It would be hard to find a better time to be in IT than right now. That’s only true, though, if you believe that significant changes is good and aren’t wed to the status quo. Big change is coming and with big change comes insecurity, for sure, but also big opportunity.
These are some of the factors making this moment so interesting:
It’s anyone’s game
A few enormous companies have dominated IT for decades. Several are showing signs of faltering and it seems clear that a few of the giants like an Oracle or Microsoft will fall in the near future (prediction: no more than two years before we see a handful of big meltdowns). With the giants losing their stranglehold, it’s anyone’s game and no one is quite sure who will be the new dominant players.
The Cloud shift will come
A significant number of enterprises are sitting on software that isn’t Cloud and are actively planning what to do next. Even the less conservative have kept on-premise systems mostly in place while revamping their strategy (with the exception of using Salesforce). When they start to make their inevitable choices to execute their thought-through strategy, we’ll see a big, rapid shift toward Cloud. They’ll move en masse to Workday, NetSuite, and other mature Cloud applications that will quickly replace the stalwarts, quite possibly a titan like SAP. They’ll move their backends to Amazon and Rackspace. They’ll file share with Box.
Remember how fast Siebel went down? It will happen like that for more than a few.
Mobile extends everything
Enterprise software made its money on desktops and laptops. That’s an outdated paradigm, as Box CEO Aaron Levie said in a recent interview:
All of a sudden, you have a 2 to 3x gain the the addressable market for enterprise software, which is totally unfathomable and just a massive discontinuous change from what Oracle or Microsoft of SAP could have done 5 or 10 years ago
Levie has it exactly right. Mobile moves people out of the office, a space they only needed to have to access their computer and phone…both of which are now in their pocket. How much bigger can change get than altering how and where work is performed?
Some will survive
But despite the disruption, clever companies will survive the change. Some are predisposed by their position today to make it, like Apple and Google, while others have shown a resilience that will likely see them through despite the shifts taking place (think: IBM). So much change needs to take place that it’s really difficult to predict the winners and losers.

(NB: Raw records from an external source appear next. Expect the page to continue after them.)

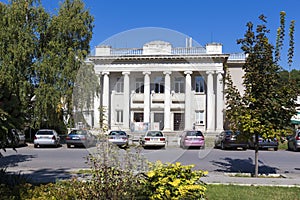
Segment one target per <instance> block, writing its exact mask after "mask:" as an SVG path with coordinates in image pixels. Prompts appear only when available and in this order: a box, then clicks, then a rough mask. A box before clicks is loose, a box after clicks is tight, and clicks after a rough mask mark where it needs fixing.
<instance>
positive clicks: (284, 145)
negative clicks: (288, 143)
mask: <svg viewBox="0 0 300 200" xmlns="http://www.w3.org/2000/svg"><path fill="white" fill-rule="evenodd" d="M278 149H281V150H287V142H286V141H285V142H283V143H282V142H279V145H278Z"/></svg>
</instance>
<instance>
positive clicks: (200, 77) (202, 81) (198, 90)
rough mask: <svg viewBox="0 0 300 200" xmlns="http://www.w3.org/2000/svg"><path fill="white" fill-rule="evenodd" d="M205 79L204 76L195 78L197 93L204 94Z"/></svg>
mask: <svg viewBox="0 0 300 200" xmlns="http://www.w3.org/2000/svg"><path fill="white" fill-rule="evenodd" d="M204 88H205V87H204V78H203V77H202V76H196V77H195V92H197V93H204V92H205V89H204Z"/></svg>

You can’t win by acquisition
Before you think the big guys can simply acquire their way out of the challenge, think again. Andreessen Horowitz’s Scott Weiss writing in TechCrunch points out his reasons why he believes many enterprise software companies are in trouble. He calls the companies that will emerge, “30 New Enterprise Franchises,” that will resist high acquisition offers and emerge form the other side of this change as leaders:
Where will these 30 New Franchises come from? A double investment cycle in SaaS, as the large incumbents buy the early SaaS pioneers and fumble them, will pave the way. Like Lenny from “Of Mice and Men,” they will smother these companies with too much negative attention, mismatched sales forces and misunderstood business models. Following a short vesting period, the product and management talent — who are used to working at a completely different pace — will ultimately leave the incumbent, resulting in a bevy of entrepreneurs that roll out to start even more of these franchises.
Seems like an amazing opportunity, doesn’t it?
I fully agree with you Chris. I shared this exact vision with a group of my friends who happen to work for a very large IT multinational. They don’t seem to get it. They seem to think cloud computing is a niche. Well, no wonder, their company is on the exact opposite position to AWS in the latest Gartner IaaS quadrant, haha! (now you know who I am talking about)
I also believe some of the SaaS incumbents will not fare well. Salesforce.com strikes me as a possible candidate for getting disrupted, despite massive investments in their platform vision. They run a very expensive high-touch business model which, for an SaaS model, leaves them vulnerable to getting disrupted by “good enough” products at a “fair” price.
“The Innovator’s Dilemma” should be a mandatory reading for induction of new employees in SaaS companies
Bogdan, excellent comments and I fear you may be spot on with Salesforce as they’re a bit of a hybrid of old and new and that’s a disability for them.